Ce thème est inséparable de l’analyse nietzschéenne du nihilisme.
 
1°) La première grande intuition nietzschéenne consiste à interpréter le réel, la totalité de ce qui existe (l’être) comme foisonnement de forces. Parmi ces forces, certaines agissent, d’autres subissent. Les premières sont dites affirmatives, les secondes négatives. Les unes se veulent, elles témoignent d’une volonté de puissance affirmative, les autres se dénigrent, se nient, elles témoignent d’une volonté de puissance négative.

De manière générale, pour notre philosophe, l’actif c’est le libre, le créatif, le vigoureux. Le réactif c’est le contraint, le maladif, l’épuisement de la force vitale.

 

2°) La seconde grande intuition est d’interpréter la culture occidentale, depuis Socrate, comme le triomphe des forces réactives sur les forces actives.

   L’indice le plus éloquent de ce phénomène, aux yeux de Nietzsche, est le fameux démon de Socrate. Socrate faisait souvent allusion à ce qu’il appelait son démon, c’est-à-dire à une sorte de voix intérieure qui se manifestait essentiellement sous la forme de la dissuasion. Lorsque son démon ne se faisait pas entendre, Socrate savait qu’il avait bien agi.
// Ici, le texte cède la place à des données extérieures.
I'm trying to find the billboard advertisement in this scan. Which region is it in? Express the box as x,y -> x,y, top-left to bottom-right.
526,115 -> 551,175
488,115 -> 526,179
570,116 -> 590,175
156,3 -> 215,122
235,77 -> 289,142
Pour Nietzsche, il y a là un véritable scandale car alors que sous sa forme naturelle « l’instinct », entendons la voix de la nature, est une puissance affirmative, chez Socrate il est un principe d’inhibition. Son démon ne s’exprime pas comme affirmation de la puissance vitale mais comme ce qui la suspend, comme ce qui entrave le mouvement de la vie.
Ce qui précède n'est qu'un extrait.